Cette anthologie réunit quinze poèmes d’amour choisis pour leur sincérité et leur capacité à toucher les lecteurs d’aujourd’hui. La poésie amoureuse en langue française est l’une des plus riches du monde — des sonnets de Ronsard aux déclarations modernes, elle traverse les siècles sans jamais perdre sa capacité à nommer l’indicible du cœur.
Chaque texte présenté ici est dans le domaine public et peut être reproduit librement. Nous avons sélectionné des poèmes de longueurs et de tonalités différentes, pour que chacun puisse trouver le texte qui lui correspond — qu’il cherche une déclaration ardente, une tendresse discrète, ou une beauté formelle classique.
Mignonne, allons voir si la rose — Ronsard
Mignonne, allons voir si la rose Qui ce matin avoit desclose Sa robe de pourpre au Soleil, A point perdu ceste vesprée Les plis de sa robe empourprée, Et son teint au vostre pareil.
Pierre de Ronsard (1524-1585)
Ce poème incarne l’invitation à cueillir l’instant présent face à la fuite du temps. Écrit en 1550 dans les Odes, il compare la beauté éphémère de la rose à celle de la jeune femme. Sa musicalité et son rythme incantatoire en font un modèle parfait pour exprimer un amour pressé de vivre pleinement chaque instant partagé. /poemes-amour/
Je vis, je meurs — Louise Labé
Je vis, je meurs : je me brûle et me noie, J’ai chaud extrême en endurant froidure : La vie m’est et trop molle et trop dure.
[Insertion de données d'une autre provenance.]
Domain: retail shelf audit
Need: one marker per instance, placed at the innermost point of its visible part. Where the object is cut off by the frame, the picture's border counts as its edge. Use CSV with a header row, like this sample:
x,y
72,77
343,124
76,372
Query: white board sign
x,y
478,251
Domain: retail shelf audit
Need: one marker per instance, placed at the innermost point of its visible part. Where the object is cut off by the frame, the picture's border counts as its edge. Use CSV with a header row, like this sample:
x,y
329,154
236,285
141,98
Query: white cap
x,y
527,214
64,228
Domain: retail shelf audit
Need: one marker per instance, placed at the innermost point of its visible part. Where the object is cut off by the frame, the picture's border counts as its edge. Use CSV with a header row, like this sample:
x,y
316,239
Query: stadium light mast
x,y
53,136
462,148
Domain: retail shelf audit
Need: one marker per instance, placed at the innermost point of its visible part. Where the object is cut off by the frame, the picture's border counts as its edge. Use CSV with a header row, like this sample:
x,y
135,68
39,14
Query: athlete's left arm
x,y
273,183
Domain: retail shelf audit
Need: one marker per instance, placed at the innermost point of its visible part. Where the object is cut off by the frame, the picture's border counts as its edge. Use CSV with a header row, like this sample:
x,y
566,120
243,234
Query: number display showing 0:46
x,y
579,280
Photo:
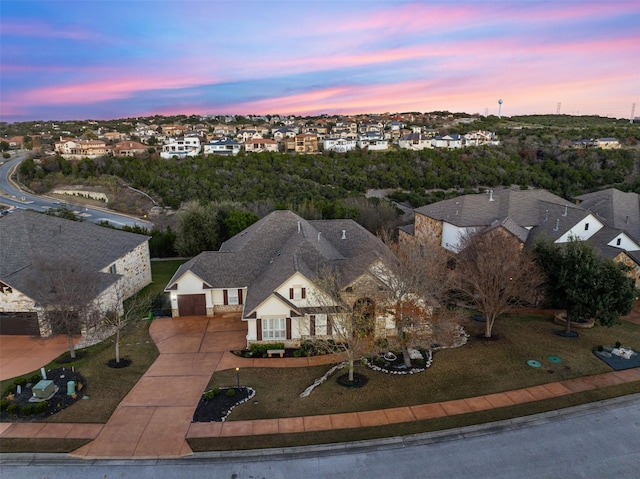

J’ai grands ennuis et peu de récompense.
Louise Labé (1524-1566)
Dans ce sonnet de 1555, Louise Labé livre une passion déchirante où les contraires s’affrontent sans cesse. Le poème correspond parfaitement aux tourments d’un amour impossible qui consume et ravit à la fois, révélant la voix puissante d’une femme qui revendique son désir au XVIe siècle.
Le Lac — Lamartine
Ô temps, suspends ton vol ! et vous, heures propices, Suspendez votre cours ! Laissez-nous savourer les rapides délices Des plus beaux de nos jours !
Alphonse de Lamartine (1790-1869)
Extrait des Méditations poétiques de 1820, ces strophes naissent du deuil de la femme aimée. Lamartine supplie le temps de s’arrêter sur le lac où tout évoque encore sa présence. Le poème traduit l’élan désespéré face à l’irréversible et accompagne les deuils amoureux les plus profonds.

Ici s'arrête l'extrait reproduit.